Cronache
Nuovo avviso di garanzia a Mimmo Lucano. Documenti falsi a immigrati di Riace
Mimmo Lucano, già a processo per le illegalità diffuse a Riace, si vede arrivare una nuova tegola. Lui: "Sono amareggiato”.
Nelle scorse ore Mimmo Lucano, finito a processo dopo l'inchiesta Xenia perché accusato di favoreggiamento dell’immigrazione clandestina, truffa e abuso d’ufficio con altre 25 persone, si è visto recapitare un nuovo avviso di garanzia. Avrebbe rilasciato documenti d’identità falsi a immigrati ospiti nei centri di accoglienza.
Un nuovo tassello per il soprannominato “sindaco dell’accoglienza”. Lucano è stato descritto dai magistrati nell’inchiesta per la quale è rinviato a giudizio come un uomo ossessionato dal potere e dalla visibilità. I giudici la chiamano “delirio di onnipotenza”, alimentata dalla visibilità internazionale data da articoli, film e documentari che raccontano l'epopea di Riace e sua, come quando la rivista Fortune lo inserì tra i 50 uomini più influenti del pianeta, insieme a Obama e il Papa. Un sistema, Riace, che è tutt'altro che un modello, “opaco e inverminato da mille illegalità al suo interno”, hanno scritto i giudici della Libertà che hanno preso sotto esame il suo caso.
Raggiunto dalla notizia del nuovo avviso di garanzia l’ex sindaco ha dichiarato all’agenzia Adnkronos di sentirsi “amareggiato”. La sua versione dei fatti fa riferimento ad un singolo caso di una donna eritrea e a suo figlio di pochi mesi, che erano inseriti in un progetto di accoglienza al Cas a Riace. Lucano: "la prefettura ci aveva chiesto l'inserimento per la madre e il bambino e noi avevamo detto di sì perché c'era la disponibilità". In seguito "fu fatta l'iscrizione al registro anagrafico e poi fu richiesta la carta d'identità perché il bambino aveva necessità di vedersi assegnato un pediatra". Per l’ex sindaco la contestazione nascerebbe dalla carta d'identità rilasciata nonostante la donna e il bimbo "non avessero il permesso di soggiorno". Questa la sua versione.

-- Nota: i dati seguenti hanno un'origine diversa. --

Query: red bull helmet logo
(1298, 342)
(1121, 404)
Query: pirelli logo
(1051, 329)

Il caso va inserito nel contesto di Riace. Nell’indagine Xenia che l’ha portato a processo i magistrati facevano capire che le motivazione che muovevano l’ex sindaco erano differenti: “La fa da padrone il tornaconto politico-elettorale del Lucano che in più di un'occasione fa la conta dei voti che gli sarebbero derivati dalle persone impiegate presso le associazioni e o destinatarie di borse lavoro e prestazioni occasionali, persone molte delle quali inutili a fini lavorativi o addirittura non espletanti l'incarico loro affidato, sovrabbondanti rispetto ai bisogni eppure assunte o remunerate anche in via occasionale per il ritorno politico-elettorale".

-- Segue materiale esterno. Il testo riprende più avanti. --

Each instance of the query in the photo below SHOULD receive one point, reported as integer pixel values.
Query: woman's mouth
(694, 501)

Una rete di voti e di economia, quella cittadina, che 10 milioni di euro, arrivati dallo Stato, permette di alimentare. Si trovano strutture, teoricamente dedicate agli immigrati, ma inesistenti, personale assunto e che come sa bene lo stesso Lucano, intercettato, finge di lavorare, denaro speso per concerti o per alimentare il mito “Riace” e manipolazioni nelle rendicontazioni. “Tutto questo sistema di associazioni sul territorio è stato, peraltro, realizzato da Lucano”, scrivono i giudici, “senza nessuna osservanza dei principi di economicità, efficacia e trasparenza procedendo direttamente alla selezione degli operatori economici (enti gestori) senza far ricorso alle prescritte procedure di evidenza pubblica. In tal modo ha gestito l'accoglienza, avvalendosi di diversi enti gestori da lui scelti e composti da persone a lui legate da intensi rapporti, nell'ambito dei progetti Sprar e Cas di: n°468 stranieri nel 2014; n°512 stranieri nel 2015; n°557 stranieri nel 2016; n°268 stranieri nel 2017 (fino al mese di settembre). Sono stati quindi veicolati a queste associazioni dal ministero dell'Interno e dalla Prefettura di Reggio Calabria somme di denaro per un ammontare di € 10.227.494,60”.
In riferimento al nuovo avviso di garanzia Lucano ha dichiarato: "Io lo rifarei… la Costituzione prevede il diritto alla salute, il diritto alla salute è inviolabile e fondamentale". Formulazione quest’ultima che a sinistra lo fa rappresentare come un perseguitato.